"Sefu!"jawabnya tegas.
Dokter Cecilia tertegun. Berarti tadi adalah gejala infeksi. Tapi kenapa sekarang kelihatannya Fabumi baik-baik saja. Apakah ini penyimpangan gejala?
"Kamu benar baik-baik saja Fabumi?" Dokter Cecilia mencoba memastikan dengan menyorotkan flash light dari gawainya ke mata Fabumi. Normal. Mukanya tidak pucat. Dan mulutnya tidak berbusa sedikitpun. Fabumi benar-benar baik-baik saja.
Fabumi tersenyum. Kali ini cukup lebar dan sama sekali tidak samar.
"Aku baik-baik saja Dokter. Tadi aku sempat kesakitan hebat. Tubuhku menggigil, mataku berkunang-kunang, dan kerongkonganku terasa sangat kering. Aku sempat tertidur dan merasa ajalku sudah dekat. Tapi setelah itu aku membaik begitu saja dan melihatmu kepayahan mendayung perahu."
Dokter Cecilia mendekatkan sinar gawainya pada lengan Fabumi yang terluka. Tidak ada yang aneh. Terlihat seperti luka biasa.
Serasa ada sebuah kilatan cahaya memasuki pikiran Dokter Cecilia. Tapi dia mencoba meredamnya dengan memastikan lagi sebuah pertanyaan.

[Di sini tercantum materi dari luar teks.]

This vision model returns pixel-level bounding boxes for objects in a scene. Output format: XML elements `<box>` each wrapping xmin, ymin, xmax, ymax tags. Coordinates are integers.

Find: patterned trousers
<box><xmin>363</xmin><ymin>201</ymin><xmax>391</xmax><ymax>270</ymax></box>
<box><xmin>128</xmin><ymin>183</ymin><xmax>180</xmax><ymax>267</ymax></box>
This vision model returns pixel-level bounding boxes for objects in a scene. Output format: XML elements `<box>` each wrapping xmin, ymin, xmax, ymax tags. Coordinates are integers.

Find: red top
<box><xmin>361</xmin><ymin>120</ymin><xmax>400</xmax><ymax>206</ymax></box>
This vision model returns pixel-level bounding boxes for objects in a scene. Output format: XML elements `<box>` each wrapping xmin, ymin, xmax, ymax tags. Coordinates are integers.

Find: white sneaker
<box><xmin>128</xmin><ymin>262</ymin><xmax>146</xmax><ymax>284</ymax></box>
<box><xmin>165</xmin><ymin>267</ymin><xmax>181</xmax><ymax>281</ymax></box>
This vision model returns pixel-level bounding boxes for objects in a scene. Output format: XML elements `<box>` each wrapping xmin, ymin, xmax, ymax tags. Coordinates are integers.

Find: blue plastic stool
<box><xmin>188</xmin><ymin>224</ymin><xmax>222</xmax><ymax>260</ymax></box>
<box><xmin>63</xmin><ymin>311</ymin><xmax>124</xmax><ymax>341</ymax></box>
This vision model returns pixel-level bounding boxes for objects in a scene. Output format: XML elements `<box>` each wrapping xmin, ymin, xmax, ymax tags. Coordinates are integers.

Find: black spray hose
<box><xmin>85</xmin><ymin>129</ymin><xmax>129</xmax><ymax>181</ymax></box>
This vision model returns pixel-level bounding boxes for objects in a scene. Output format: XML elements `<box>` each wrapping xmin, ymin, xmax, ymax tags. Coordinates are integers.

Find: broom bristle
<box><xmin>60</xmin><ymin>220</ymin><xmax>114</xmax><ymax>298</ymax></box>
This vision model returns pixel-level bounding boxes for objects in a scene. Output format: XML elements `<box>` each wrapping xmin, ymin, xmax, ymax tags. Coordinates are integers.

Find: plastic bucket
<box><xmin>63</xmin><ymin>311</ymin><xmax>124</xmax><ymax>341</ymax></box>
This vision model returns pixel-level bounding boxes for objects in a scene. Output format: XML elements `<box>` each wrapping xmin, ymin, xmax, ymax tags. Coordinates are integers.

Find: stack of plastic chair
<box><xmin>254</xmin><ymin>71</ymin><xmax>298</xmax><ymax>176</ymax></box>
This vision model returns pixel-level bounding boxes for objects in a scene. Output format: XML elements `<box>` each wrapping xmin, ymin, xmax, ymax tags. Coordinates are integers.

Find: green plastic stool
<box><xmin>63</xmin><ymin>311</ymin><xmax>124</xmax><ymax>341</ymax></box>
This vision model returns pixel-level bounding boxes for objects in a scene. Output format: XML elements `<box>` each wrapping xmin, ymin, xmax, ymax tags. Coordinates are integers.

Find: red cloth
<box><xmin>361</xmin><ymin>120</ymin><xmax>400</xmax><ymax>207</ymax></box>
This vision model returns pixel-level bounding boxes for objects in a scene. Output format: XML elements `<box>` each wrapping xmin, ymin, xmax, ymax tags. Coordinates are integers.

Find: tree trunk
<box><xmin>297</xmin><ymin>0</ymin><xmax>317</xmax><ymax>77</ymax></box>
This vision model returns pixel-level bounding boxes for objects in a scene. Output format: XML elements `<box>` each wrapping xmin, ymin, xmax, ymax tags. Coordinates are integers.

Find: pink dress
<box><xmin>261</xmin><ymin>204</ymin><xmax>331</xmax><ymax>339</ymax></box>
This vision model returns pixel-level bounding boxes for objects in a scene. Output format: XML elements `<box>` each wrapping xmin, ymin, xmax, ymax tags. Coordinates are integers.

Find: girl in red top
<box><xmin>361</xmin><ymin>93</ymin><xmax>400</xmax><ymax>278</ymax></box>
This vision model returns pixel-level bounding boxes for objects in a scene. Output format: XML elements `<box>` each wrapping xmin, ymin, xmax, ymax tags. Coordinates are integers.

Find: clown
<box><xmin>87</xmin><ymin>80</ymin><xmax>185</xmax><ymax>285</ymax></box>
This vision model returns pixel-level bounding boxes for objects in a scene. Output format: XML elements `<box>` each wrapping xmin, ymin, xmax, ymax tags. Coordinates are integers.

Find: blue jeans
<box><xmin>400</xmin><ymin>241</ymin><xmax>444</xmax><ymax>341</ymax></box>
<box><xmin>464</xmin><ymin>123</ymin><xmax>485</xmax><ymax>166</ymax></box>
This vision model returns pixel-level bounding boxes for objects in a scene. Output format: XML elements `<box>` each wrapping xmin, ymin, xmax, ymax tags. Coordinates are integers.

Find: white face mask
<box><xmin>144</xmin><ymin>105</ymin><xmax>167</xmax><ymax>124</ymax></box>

"Sefu, kalian, apa yang dilakukan Sefu terhadapmu Fabumi?"
"Kami bergumul saat dia mencoba menyerangku. Aku mempertahankan diri dengan mendorong tubuhnya tapi Sefu sempat mencakar lenganku. Begitu kejadiannya Dokter."
Dokter Cecilia menghela nafas panjang. Lega. Fabumi adalah penyintas. Sudah jelas. Lelaki Swahili ini akan menjadi kunci jika sampai terjadi wabah bakteri unknown itu.
Di kantor WHO Jenewa, Marc meraih telepon mejanya dan menghubungi seseorang yang sedari tadi terlintas dalam pikirannya setelah mengikuti semua kejadian di gawainya yang terhubung sedari tadi dengan gawai Cecilia.